Marginalizing Key Tax Incentives Could Hurt Housing Market: Realtors

WASHINGTON — The National Association of Realtors is warning House Republicans leaders that their tax reform plan would marginalize two long-standing tax incentives for owning a home, which could hurt the housing market.

The "decimation of the mortgage interest deduction and real property tax deductions would very likely cause a significant plunge in the value of all houses," NAR President William Brown wrote in a letter sent Dec. 16. "At a time when the housing sector has not fully recovered from the thrashing it took during the Great Recession, this drop, even if temporary, could be calamitous."

The House Republican Tax Reform Blueprint, unveiled June 24, doesn't repeal the federal mortgage interest deduction outright. But since the standard deduction would be doubled, most people would no longer receive a tax benefit for their mortgage.

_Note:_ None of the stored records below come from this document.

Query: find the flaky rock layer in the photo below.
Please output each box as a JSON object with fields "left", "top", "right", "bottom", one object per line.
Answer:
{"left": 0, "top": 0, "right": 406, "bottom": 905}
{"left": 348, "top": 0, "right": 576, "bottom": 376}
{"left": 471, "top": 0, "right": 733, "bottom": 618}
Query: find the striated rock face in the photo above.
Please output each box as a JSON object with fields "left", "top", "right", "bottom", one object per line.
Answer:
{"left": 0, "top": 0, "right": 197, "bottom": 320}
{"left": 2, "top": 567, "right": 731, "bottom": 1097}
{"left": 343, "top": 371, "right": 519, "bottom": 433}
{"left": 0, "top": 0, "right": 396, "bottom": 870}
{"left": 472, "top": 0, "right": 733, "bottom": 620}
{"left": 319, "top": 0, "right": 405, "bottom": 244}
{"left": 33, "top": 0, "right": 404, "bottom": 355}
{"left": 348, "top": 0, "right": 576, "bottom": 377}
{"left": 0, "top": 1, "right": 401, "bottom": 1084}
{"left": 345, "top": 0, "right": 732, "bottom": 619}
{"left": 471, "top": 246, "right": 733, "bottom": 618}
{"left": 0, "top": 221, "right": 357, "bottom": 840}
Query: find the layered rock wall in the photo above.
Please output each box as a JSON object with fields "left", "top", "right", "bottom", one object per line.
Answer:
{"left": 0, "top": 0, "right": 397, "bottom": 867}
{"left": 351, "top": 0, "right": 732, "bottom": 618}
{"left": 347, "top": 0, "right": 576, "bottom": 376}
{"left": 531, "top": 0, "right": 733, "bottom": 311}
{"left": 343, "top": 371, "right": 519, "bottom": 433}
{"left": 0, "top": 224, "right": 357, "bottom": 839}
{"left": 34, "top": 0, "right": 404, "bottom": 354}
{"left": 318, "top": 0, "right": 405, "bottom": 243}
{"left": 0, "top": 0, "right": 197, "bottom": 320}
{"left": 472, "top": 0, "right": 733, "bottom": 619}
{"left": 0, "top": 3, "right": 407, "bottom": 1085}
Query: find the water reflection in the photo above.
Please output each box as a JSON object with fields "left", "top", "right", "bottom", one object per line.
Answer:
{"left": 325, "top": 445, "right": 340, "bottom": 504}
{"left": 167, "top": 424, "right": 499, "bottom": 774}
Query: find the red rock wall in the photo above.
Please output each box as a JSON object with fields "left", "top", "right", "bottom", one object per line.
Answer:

The GOP plan does call for a repeal of the deduction for state and local taxes, however.

That is causing concerns to the housing lobby because they view these deductions as incentives that draw homebuyers, particularly first-timers, to the closing table.

This would "cripple the incentives for owning a home for all but the most affluent taxpayers," the Realtor group warns. If the plan is approved by Congress, "millions of homeowners could again wake up to learn that the value of their largest financial asset has dived below the amount of debt that is owed on it."

Republican leaders are expected to make tax reform a priority next year.

The deductions for mortgage interest and property taxes have been a "feature of our tax system for over a century," the Realtor group's letter says. "Suddenly removing them could jar the economy and have many unintended financial and societal consequences."